Thorn derin bir nefes aldıktan sonra sırıttı. "Tamam, son soru. Senin dünyanda sihir olmasaydı, en güçlü silahınız ne olurdu?"
Ren tereddüt etti. "Senin düşündüğün gibi bir silah değil. Nükleer bomba deniyordu. Parmak şıklatmasıyla saniyeler içinde bütün şehirleri haritadan silebilirdi."
Thorn ona gözlerini kocaman açarak baktı. "... Sözümü geri alıyorum. Senin dünyana gitmek istemiyorum."
Ren sırıttı. "Haklısın."
Konuşma durdu, aralarında rahat bir sessizlik yerleşti. Sonra Ren elini uzattı ve kaldırdı. "Son bir şey var."
Ren parmaklarını belirgin bir şekilde yerleştirirken Thorn kaşlarını kaldırdı.
Beş parmağını açtı, sonra başparmağını avucunun içine kıvırdı ve kalan dört parmağıyla kapattı.
"Buna SOS denir. Bir tehlike işaretidir. Bana şahsen veya savaşta ihtiyacın olursa, bu işareti yap, ben hemen gelirim."
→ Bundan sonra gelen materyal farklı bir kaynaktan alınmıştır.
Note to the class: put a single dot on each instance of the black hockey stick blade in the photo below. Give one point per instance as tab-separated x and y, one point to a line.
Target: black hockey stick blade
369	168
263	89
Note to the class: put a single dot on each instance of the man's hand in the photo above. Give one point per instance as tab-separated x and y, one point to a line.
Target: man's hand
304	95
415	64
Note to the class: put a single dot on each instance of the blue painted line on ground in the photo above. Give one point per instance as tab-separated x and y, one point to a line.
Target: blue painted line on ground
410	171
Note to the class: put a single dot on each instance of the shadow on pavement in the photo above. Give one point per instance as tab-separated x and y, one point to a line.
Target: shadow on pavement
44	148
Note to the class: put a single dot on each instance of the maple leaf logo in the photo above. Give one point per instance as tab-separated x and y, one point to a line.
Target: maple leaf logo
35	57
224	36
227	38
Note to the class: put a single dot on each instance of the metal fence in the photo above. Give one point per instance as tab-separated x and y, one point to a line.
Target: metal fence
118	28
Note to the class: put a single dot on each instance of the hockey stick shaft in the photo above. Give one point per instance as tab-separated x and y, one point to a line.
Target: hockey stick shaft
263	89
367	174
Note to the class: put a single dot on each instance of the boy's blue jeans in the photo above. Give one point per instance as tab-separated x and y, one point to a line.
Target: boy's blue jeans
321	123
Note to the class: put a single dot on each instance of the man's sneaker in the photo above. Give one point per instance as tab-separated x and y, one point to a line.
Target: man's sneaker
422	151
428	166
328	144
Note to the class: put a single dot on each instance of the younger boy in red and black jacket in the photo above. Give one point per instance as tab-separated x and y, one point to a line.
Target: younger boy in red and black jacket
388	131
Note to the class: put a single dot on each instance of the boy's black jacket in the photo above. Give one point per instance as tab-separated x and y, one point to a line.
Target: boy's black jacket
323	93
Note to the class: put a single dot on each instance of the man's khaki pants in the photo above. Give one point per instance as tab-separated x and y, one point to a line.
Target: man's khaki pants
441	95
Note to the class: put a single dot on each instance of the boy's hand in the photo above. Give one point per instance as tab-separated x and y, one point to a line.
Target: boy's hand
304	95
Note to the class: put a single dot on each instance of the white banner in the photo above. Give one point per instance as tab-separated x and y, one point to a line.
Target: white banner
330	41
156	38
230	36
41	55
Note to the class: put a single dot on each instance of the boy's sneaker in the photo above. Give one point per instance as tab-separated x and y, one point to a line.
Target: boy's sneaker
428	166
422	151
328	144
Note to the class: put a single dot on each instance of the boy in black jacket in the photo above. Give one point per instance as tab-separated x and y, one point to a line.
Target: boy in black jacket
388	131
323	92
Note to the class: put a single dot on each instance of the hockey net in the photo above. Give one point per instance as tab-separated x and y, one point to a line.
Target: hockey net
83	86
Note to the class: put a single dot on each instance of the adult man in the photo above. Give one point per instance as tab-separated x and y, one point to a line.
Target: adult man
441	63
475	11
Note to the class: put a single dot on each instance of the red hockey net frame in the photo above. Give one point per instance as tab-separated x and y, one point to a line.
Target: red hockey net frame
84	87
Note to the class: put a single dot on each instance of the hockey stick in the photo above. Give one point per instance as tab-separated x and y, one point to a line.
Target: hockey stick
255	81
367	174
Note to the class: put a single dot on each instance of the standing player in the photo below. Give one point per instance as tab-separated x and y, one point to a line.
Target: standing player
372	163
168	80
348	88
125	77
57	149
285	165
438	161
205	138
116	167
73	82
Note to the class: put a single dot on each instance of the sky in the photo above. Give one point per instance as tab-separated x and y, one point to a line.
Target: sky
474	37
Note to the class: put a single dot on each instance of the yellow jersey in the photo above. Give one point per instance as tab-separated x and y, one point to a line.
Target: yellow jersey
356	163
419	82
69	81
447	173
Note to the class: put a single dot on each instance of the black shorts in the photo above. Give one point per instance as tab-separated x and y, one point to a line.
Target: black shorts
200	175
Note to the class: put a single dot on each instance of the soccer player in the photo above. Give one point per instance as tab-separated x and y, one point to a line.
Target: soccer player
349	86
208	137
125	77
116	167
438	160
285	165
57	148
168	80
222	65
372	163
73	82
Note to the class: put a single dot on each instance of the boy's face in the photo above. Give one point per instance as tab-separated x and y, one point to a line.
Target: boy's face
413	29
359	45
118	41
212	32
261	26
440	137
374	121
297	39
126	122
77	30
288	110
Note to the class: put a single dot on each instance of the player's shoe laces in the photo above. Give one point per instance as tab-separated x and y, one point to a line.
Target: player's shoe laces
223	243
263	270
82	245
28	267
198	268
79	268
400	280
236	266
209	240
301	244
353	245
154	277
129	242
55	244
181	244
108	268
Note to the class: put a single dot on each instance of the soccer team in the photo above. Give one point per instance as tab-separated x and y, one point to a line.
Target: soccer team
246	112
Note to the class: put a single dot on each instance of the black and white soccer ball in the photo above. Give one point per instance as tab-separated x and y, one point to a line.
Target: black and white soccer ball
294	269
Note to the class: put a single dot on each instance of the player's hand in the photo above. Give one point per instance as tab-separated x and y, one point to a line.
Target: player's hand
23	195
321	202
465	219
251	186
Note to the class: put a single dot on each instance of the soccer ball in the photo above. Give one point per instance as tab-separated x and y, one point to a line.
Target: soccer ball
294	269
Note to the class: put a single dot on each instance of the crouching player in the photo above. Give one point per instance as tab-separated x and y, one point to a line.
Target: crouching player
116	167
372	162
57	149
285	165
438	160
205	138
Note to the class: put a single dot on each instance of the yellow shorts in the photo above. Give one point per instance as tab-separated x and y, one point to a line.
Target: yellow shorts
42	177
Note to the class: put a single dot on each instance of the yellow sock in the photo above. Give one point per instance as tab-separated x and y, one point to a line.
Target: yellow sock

Thorn işaretleri inceledi, sonra taklit etti. "Böyle mi?"
Ren başını salladı. "Aynen öyle."
Thorn gülümsedi. "Anladım. Artık kendi gizli kodum var gibi."
Ren güldü. "Bizim gizli kodumuz."
İkisi rahat bir sessizlik içinde oturdular. Thorn'un hala soruları vardı ve Ren'in cevapları vardı, ama şimdilik bu kadarı yeterliydi.
Artık, hiçbir şeyin bozamayacağı daha güçlü bir güven bağı vardı aralarında.
Dünyanın sonu bile.
Bölüm 53 : Paylaşılan Bir Sırrin Rahatlaması.